I don’t care for the academy’s rule that kept Fiorentino from being nominated and so she is my choice for Best Actress of 1994. In a performance reminiscent of Stanwyck’s Phyllis Neff in Double Indemnity, Fiorentino plays Bridget Gregory a clever predatory bitch who has the power to lure men to their doom under a spell of sex and manipulation. As the movie opens, she’s living with Clay, a med student who has sold a large amount of cocaine for $700,000. After a heated argument with Bridget, he backhands her and later that night, Clay’s money has disappeared along with Bridget.

She has to decide what to do next, should she divorce Clay or have him killed. The truest moment in the film comes from the late J.T. Walsh who observers “Anyone check you for a heartbeat lately”. Clay has sent people after her and she knows it and the only means of dealing with it is to come up with a plan of her own.

Making a stop in a backwoods country hole in the road for a drink where she meets Mike Swale. Mike is not the sharpest knife in the drawer, he’s a country boy running from his own problems back home. When he makes his moves on Bridget she tells him to get lost, when he brags about the size of his manly asset, she calls him on it. She has his number right away and realizes that this lunkhead might be her ticket to freedom. He doesn’t exactly resist, he becomes addicted to her wild sexual prowess.
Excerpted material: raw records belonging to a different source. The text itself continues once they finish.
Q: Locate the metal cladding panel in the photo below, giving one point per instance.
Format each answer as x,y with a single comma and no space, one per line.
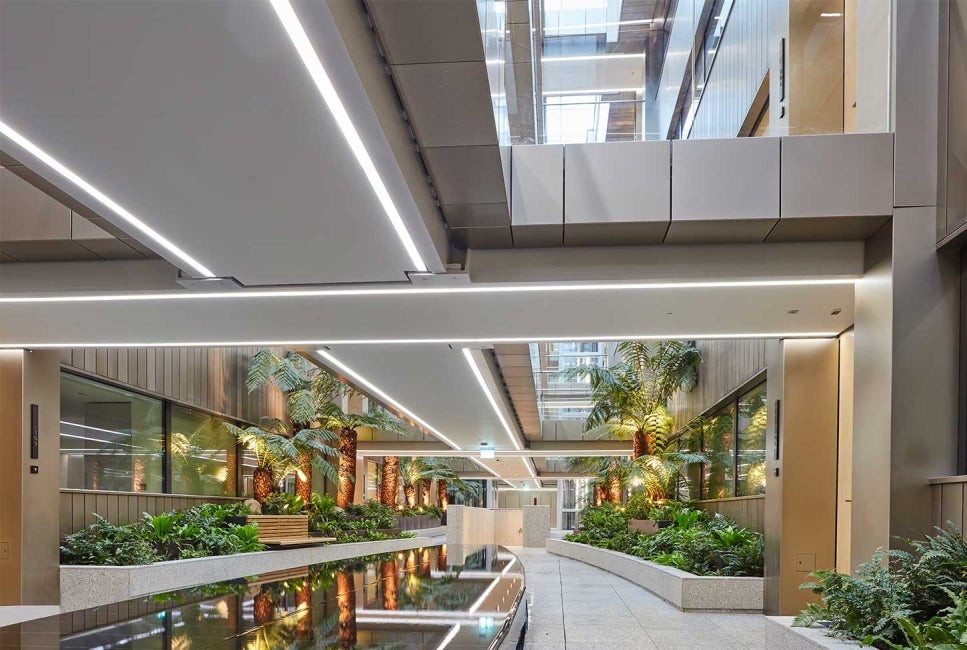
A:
617,182
844,175
427,31
537,186
448,103
714,180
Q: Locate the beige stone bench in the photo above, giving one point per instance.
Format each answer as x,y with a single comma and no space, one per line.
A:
285,530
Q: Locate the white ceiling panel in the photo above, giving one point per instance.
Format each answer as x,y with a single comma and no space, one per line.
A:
200,118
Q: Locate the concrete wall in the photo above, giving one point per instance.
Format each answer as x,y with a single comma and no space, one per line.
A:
29,531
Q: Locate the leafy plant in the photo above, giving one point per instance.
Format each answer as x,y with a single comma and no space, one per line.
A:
895,595
283,503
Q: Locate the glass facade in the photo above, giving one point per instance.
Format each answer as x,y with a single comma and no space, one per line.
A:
110,439
113,439
204,455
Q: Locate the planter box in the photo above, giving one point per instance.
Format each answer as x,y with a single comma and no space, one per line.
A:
417,522
782,636
686,591
92,586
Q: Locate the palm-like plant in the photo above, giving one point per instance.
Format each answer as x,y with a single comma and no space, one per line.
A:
347,424
279,453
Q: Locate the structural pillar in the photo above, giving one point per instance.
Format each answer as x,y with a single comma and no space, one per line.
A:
29,477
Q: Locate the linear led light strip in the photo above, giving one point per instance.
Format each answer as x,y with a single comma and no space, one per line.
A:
451,341
383,396
420,291
614,23
72,176
310,58
468,355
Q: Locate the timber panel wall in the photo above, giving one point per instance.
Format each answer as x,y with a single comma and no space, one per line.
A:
748,512
209,378
77,507
726,366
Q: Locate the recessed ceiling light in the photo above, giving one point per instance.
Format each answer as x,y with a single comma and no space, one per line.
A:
310,58
423,290
72,176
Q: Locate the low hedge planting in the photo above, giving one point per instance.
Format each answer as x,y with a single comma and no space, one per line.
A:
697,542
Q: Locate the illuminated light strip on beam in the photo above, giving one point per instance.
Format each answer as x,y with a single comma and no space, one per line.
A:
424,291
454,341
310,58
468,355
104,199
383,396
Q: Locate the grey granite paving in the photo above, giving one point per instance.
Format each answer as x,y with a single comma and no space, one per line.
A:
575,606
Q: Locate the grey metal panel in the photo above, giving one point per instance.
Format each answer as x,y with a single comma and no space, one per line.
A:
449,104
422,31
26,213
496,237
825,228
538,236
725,179
617,182
537,186
476,215
837,175
467,174
711,231
614,234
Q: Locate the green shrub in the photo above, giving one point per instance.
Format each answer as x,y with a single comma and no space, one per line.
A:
895,595
200,531
696,541
283,503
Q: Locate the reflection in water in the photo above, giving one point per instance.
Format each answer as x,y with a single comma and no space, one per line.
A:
413,599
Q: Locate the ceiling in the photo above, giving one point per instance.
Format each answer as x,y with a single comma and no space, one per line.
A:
201,119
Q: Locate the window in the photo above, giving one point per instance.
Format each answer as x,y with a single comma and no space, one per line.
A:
110,439
751,459
718,442
203,454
Fiorentino’s gift in this film is her ability to carry out this role with a tone that’s almost casual. We never catch her acting and the most shocking moments in the film seem to come naturally. Note the way she calls Mike on his claim that he’s “hung like a horse”. He makes the claim and starts to walk away and without thinking she turns and says “Let’s see it”. There’s a tired challenge in her eyes and we sense that she’s been down this road before. She has a way of leading him by the nose almost without trying and that speaks to her ability to manipulate as much as it speaks of his inability to think with his head. She’s wicked in a way that’s almost sexy. She confirms my theory that the most entertaining characters are the villains because they have no scruples, no ethics, no rules. Bridget is completely self-serving, using sex and an entertainingly wicked ability crack the machismo. Mike falls for her because of the promise of sexual adventure that clouds his ability to think rationally.

In revisiting this film recently, I put it at the end of a marathon that included other femme fatale like Kathleen Turner’s Matty Walker in Body Heat, Barbara Stanwyck in Double Indemnity and Babyface and Jane Greer in Out of the Past and Sue Lyons in Lolita. What they have in common is their ability to use the aroma of sex to dizzy a man’s ability to think rationally and spins him into a state where he will do anything. But while those other women use their ability to melt his inhibitions, Bridget often chops at it.

What Fiorentino brings to the table is the casual cold-bloodedness of Bridget to the degree that as she takes over men’s lives, she also takes over the movie. We get involved in her plot and, like Mike, we end up sticking with her just to see what this unpredictable ice queen will do next.